O ciclo da violência
Tensão
O agressor mostra-se tenso e irritado por coisas insignificantes, com acessos de raiva. Ele também humilha a vítima, faz ameaças e destrói objetos. A mulher tenta acalmá-lo e evita condutas que possam “provocá-lo”. Isso causa sentimentos como tristeza, angústia, ansiedade, medo e desilusão. A vítima tende a negar que isso está acontecendo, esconde das outras pessoas e, muitas vezes, acha que fez algo de errado. Essa tensão pode durar dias ou anos.
Agressão
A tensão acumulada se materializa em violência, seja verbal, física, psicológica, moral ou patrimonial. A mulher se sente paralisada. Ela sofre de tensão psicológica severa (não consegue dormir, perda de peso, cansada, ansiosa) e sente medo, ódio, solidão, pena de si mesma, vergonha, confusão e dor. Ela também pode nesta fase tomar decisões, como buscar ajuda, denunciar, esconder-se na casa de amigos e parentes, pedir a separação e até mesmo tirar a própria vida.
Lua-de-mel
É quando o agressor se mostra arrependido e amável para conseguir a reconciliação. A mulher se sente confusa e pressionada a manter o relacionamento. Ele diz que “vai mudar”. Há um período relativamente calmo no qual a mulher se sente feliz por constatar as mudanças, lembrando dos momentos bons. Como há a demonstração de remorso, ela se sente responsável, o que estreita a relação de dependência entre vítima e agressor. Ela sente medo, fica confusa, se culpa e se ilude. Até que a tensão retorna e, com isso, as agressões.

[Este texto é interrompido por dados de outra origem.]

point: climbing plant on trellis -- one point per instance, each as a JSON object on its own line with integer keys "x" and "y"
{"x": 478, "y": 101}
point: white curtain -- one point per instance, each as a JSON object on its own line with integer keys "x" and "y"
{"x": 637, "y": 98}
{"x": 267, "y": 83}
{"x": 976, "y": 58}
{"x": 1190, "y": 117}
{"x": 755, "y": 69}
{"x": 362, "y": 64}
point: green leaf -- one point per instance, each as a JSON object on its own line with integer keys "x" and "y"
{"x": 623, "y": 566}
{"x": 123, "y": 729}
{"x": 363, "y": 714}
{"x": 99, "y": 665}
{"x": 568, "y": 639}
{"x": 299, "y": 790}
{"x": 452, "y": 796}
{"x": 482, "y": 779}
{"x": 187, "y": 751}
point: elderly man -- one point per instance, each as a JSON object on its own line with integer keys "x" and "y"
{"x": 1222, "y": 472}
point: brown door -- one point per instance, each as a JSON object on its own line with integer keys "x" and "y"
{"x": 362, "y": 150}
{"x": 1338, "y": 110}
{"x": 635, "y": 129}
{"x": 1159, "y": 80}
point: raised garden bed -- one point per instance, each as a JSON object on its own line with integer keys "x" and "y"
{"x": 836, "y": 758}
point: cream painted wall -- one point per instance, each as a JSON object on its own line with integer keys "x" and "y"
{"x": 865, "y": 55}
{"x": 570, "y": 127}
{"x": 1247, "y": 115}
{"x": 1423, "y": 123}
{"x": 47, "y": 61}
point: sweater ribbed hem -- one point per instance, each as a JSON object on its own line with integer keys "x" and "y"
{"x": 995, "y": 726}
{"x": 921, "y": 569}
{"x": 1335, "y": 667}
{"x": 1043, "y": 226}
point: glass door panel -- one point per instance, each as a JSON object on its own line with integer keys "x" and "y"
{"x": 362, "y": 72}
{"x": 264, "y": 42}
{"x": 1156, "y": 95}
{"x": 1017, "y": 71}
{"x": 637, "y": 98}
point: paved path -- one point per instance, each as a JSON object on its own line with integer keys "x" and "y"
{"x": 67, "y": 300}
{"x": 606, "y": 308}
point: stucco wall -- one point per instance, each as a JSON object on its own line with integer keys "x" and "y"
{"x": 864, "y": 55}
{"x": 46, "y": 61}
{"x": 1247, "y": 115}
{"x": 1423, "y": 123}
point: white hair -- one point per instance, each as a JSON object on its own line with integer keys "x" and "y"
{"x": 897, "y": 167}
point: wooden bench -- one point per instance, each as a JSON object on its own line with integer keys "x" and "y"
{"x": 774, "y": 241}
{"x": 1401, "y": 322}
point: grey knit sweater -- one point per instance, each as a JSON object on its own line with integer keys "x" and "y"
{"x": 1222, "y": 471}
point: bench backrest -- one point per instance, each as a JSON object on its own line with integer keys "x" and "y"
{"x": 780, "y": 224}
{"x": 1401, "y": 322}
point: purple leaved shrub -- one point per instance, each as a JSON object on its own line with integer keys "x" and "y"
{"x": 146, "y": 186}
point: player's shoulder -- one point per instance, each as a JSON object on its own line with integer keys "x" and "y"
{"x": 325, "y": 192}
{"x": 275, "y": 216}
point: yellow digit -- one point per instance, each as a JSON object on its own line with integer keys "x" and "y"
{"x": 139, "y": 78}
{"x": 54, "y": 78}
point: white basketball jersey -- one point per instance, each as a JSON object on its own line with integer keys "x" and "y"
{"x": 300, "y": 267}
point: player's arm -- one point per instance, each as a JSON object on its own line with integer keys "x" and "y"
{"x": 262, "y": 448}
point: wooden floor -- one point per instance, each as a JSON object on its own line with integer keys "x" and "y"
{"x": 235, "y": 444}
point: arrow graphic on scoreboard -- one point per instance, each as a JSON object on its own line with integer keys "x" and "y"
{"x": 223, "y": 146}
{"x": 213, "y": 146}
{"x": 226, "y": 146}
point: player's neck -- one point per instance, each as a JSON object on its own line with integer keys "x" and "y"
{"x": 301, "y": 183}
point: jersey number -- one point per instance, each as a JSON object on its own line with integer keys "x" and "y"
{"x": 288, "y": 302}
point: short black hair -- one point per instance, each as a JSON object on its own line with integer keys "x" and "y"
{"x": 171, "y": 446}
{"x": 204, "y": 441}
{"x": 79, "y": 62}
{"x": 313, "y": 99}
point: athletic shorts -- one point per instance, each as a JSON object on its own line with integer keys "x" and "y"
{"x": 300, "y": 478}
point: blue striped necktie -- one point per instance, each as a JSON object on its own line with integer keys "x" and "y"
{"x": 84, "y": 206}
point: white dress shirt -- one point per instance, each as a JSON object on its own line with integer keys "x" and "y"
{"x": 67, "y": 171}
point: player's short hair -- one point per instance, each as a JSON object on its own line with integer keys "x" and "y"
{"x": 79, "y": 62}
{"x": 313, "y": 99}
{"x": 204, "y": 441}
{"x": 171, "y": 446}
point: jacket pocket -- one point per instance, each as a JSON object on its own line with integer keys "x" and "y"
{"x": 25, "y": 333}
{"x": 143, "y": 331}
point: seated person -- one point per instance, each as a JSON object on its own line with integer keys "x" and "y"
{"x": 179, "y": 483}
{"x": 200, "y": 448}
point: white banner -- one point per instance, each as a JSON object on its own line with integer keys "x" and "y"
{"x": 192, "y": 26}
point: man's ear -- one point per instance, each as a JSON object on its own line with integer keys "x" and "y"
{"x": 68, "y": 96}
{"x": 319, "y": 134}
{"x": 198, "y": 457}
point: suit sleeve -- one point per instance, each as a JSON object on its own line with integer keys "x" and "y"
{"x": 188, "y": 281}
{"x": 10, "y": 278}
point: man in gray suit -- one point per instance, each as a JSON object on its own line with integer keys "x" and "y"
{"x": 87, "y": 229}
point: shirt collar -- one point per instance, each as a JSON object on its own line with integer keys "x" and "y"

Fontes: Instituto Maria da Penha, Polícia Civil, Brigada Militar, Tribunal de Justiça do RS e escritório Gabriela Souza – Advocacia para Mulheres.
Onde pedir ajuda contra a violência doméstica em Porto Alegre
GaúchaZH listou locais com atendimento público que têm iniciativas para acolher e proteger mulheres vítima de violência doméstica, além de responsabilizar os agressores:
Brigada Militar
- Telefone: 190
- Horário: 24 horas
- Serviço: atende emergências envolvendo violência doméstica em todos os municípios. Para as vítimas que já possuem medida protetiva, há a Patrulha Maria da Penha da BM, que fiscaliza o cumprimento. Patrulheiros fazem visitas periódicas à mulher e mantêm contato por telefone. A Patrulha está presente em 46 municípios.
Escuta Lilás
- Telefone: 0800-541-0803
- Horário: de segunda a sexta-feira, das 8h30min às 18h.
- Serviço: oferece orientação jurídica, psicológica e social. Busca acolher, escutar, avaliar cada situação e referenciar a rede de atendimento do município onde a mulher reside.
Disque-Denúncia
- Telefone: 180
- Horário: 24 horas
- Serviço: auxilia e orienta por meio de ligações gratuitas.